Solar energy installers in Massachusetts say the Trump administration’s approval of new tariffs on imported solar-energy components will drive up prices for customers.
Trump is imposing an immediate tariff of 30 percent on most imported solar modules, with the rate declining before phasing out after four years.
"The president's action makes clear again that the Trump administration will always defend American workers, farmers, ranchers, and businesses in this regard," U.S. Trade Representative Robert Lighthizer said in a statement announcing the decision.
Like the rest of the country, many solar installers in Massachusetts work with foreign products and worry about the impact higher prices will have on the industry.
"We expected him to do it, and it's going to hurt installations across the country," said Josh Glicksman, director of sales for Lexington-based company Solar Five. "It just continues to make it harder. Internal cost goes higher, which hits us hard. Margins are small, and this just makes it even tougher.”
The Solar Energy Industries Association said the tariff on solar panels will lead to the delay or cancellation of billions of dollars of investment in solar energy and the loss of 23,000 industry jobs this year.
"It's just another hurdle that we have to get over. And we will,” Glicksman said. “It's called the ‘solar coaster,’ and that's what we're on."

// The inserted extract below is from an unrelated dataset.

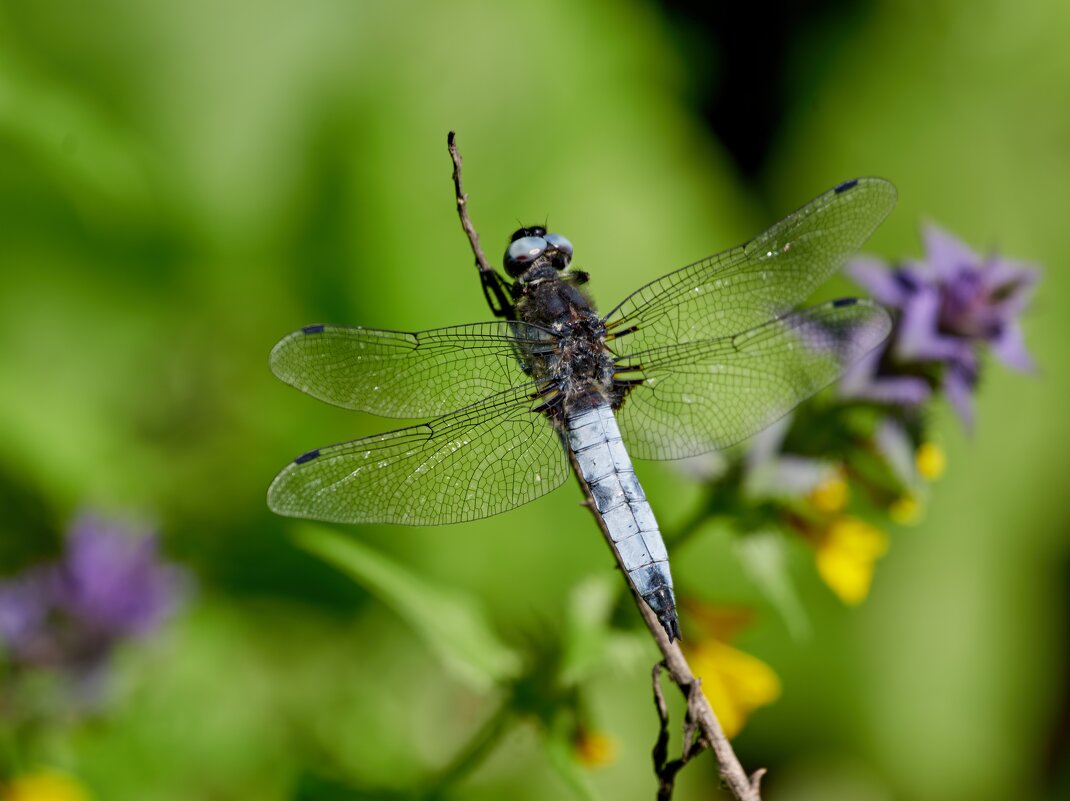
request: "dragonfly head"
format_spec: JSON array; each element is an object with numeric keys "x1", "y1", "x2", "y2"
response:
[{"x1": 504, "y1": 226, "x2": 572, "y2": 278}]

But companies that install U.S.-manufactured products are happy about the tariff.
“The competition from overseas and whatnot has really undermined the capabilities [of American solar manufacturers],” said Nate Vignola, the CEO of Leominster-based NV Energy. Vignolla says his company works mostly with panels made in Oregon by the company Solar World.

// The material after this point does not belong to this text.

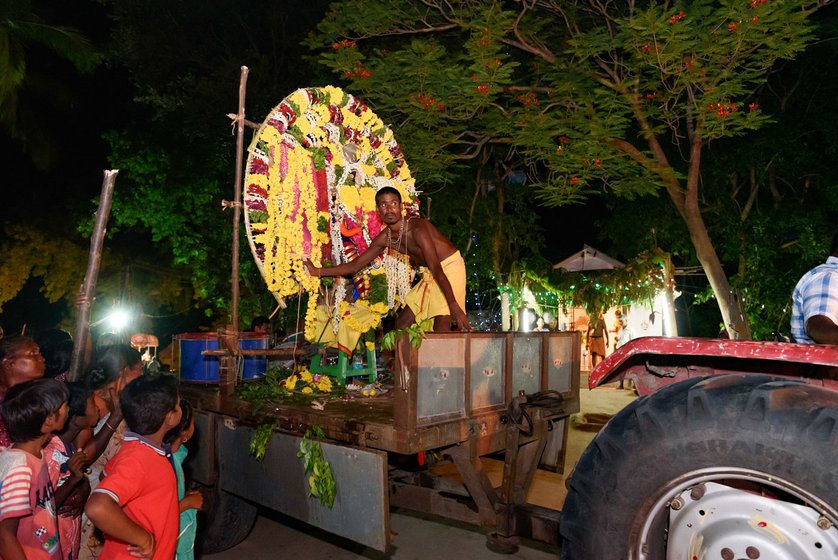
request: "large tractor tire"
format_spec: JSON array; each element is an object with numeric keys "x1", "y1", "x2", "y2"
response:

“The Chinese government has subsidized the solar [photovoltaic] industry for many years and really driven the price down to try to eliminate the competition,” Vignolla said. “So to me this tariff will really help Solar World and maintain their capability in the U.S. market.”
Vignola said, however, that tariffs on foreign competitors mean U.S.-based manufacturers will likely now feel more free to raise their prices.

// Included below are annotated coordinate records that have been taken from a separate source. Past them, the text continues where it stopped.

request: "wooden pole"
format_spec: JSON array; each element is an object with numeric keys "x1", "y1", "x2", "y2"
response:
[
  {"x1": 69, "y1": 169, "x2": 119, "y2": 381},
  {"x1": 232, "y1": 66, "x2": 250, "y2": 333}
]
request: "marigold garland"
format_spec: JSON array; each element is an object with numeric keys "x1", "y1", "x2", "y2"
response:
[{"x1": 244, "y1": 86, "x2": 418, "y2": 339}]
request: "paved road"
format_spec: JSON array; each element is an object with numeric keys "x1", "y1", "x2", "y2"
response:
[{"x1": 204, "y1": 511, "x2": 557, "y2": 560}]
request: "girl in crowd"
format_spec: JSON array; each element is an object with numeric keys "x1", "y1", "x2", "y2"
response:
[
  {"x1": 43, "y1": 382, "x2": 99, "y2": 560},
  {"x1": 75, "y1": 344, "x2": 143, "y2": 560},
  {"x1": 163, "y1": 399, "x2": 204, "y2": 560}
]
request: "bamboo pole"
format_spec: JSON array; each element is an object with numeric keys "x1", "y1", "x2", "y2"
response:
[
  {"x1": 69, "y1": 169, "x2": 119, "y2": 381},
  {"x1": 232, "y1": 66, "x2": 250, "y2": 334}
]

The new tariffs were criticized Monday by Massachusetts Sen. Ed Markey.
“Imposing a tax on solar panels is a direct attack on hundreds of thousands of American blue-collar workers,” Markey said in a written statement. “President Trump’s decision isn’t about domestic manufacturing, it’s about manufacturing an excuse to attack clean energy on behalf of Big Oil."
Markey's statement also noted that over the next three years, the solar industry could have created an estimated 100,000 across the country. In 2016, the senator said, the U.S. created as many solar jobs as those that "exist in the entire coal mining industry today."
The Associated Press contributed to this report.